Hope needs a reason. Something, or someone, that can get us to a better place. Without a reason, hope is just wishful thinking.

But for us, ‘hope’ is a who; hope is not a what, or a when, or a why. Hope is a “who.” Things don’t get better just because we want them to. They get better because somebody does something. Hope is always embodied in a person. Hope is a “who.” Somebody wise enough, strong enough, good enough, to get us to a better place.

And Jesus Christ is that someone. His resurrection proves that he is stronger than any setback, any failure, any loss, any disappointment—any fears. If life has a way of killing dreams, Jesus has a way of bringing them back to life.

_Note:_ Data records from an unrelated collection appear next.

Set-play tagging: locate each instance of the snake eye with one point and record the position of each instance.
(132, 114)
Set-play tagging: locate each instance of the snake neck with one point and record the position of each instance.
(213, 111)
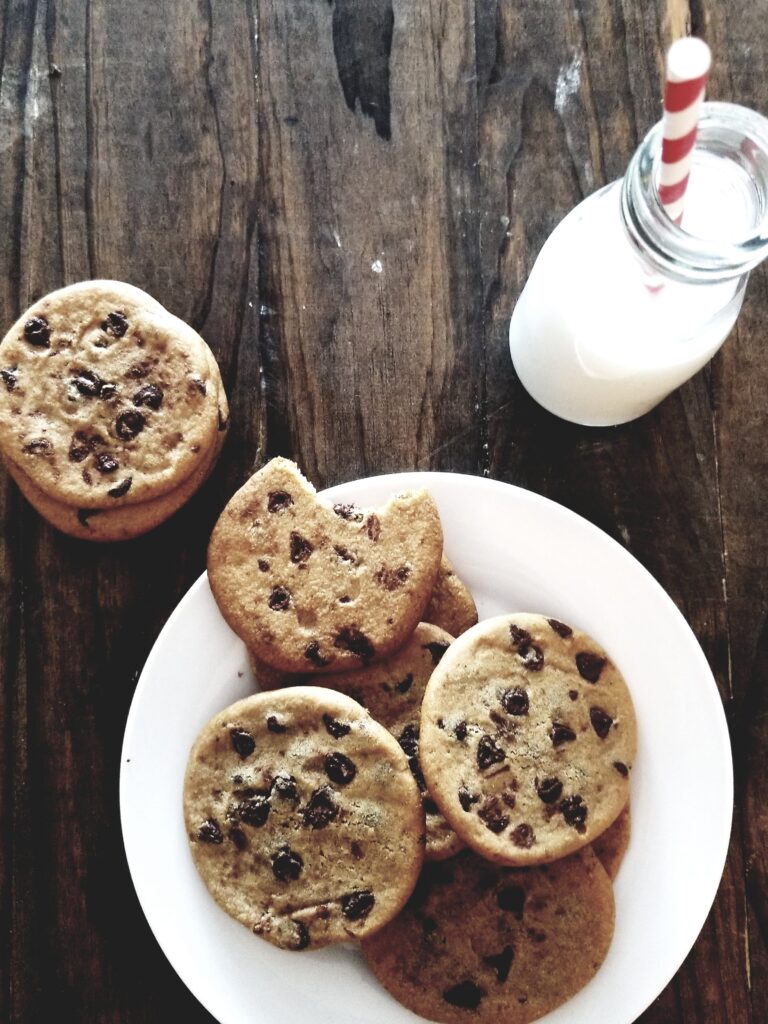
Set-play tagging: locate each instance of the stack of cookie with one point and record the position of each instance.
(500, 757)
(112, 410)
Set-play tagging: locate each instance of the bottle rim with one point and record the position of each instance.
(735, 133)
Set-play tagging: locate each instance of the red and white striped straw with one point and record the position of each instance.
(687, 69)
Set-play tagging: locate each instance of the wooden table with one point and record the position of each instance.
(345, 199)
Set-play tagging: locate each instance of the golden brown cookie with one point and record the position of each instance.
(314, 587)
(611, 845)
(527, 738)
(451, 606)
(494, 945)
(107, 398)
(303, 818)
(391, 690)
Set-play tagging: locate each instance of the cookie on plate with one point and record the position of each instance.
(486, 943)
(392, 691)
(451, 606)
(527, 738)
(315, 587)
(107, 399)
(611, 846)
(303, 818)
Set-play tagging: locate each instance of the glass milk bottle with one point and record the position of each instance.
(623, 305)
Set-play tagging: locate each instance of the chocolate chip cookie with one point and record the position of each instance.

That’s not to say we always get what we want, or that every bad thing can magically be un-done. Life doesn’t work that way. But it is to say that God can and will do something good with our future. Hope is the confidence that God can and will do something good. Hope is the confidence that God can and will do something good—in this life, and the life to come. Wherever you find yourself in this morning, whatever pain, loss, or disappointment you may be dealing with, God can do something good with it, or in it. That doesn’t minimize the pain or loss or evil of it. It simply means the story isn’t over yet.

In this life, we can find joy, beauty, forgiveness, healing, purpose, restoration, and the reality of God’s presence in our lives every day. In the life to come, we can look forward to reunion with those we have lost, the restoration of all creation, and to eternal life with God and one another in worlds beyond our imagining.

Hope isn’t wishful thinking—it’s confident living. It’s facing the future knowing that God can and will do something good, in this life, and the life to come.

Probably, the most unnerving thing in all our lives is the fear of death – we don’t what is going to happen, It is a fear that we will go into ‘nothingness’, a big black hole. What we are now and will become will disappear like dust in the wind.

We hope that it will be like Heaven, where we meet with our friends and family who have gone before us. That we will suffer no pain, have no disabilities, have no reason for weeping and mourning.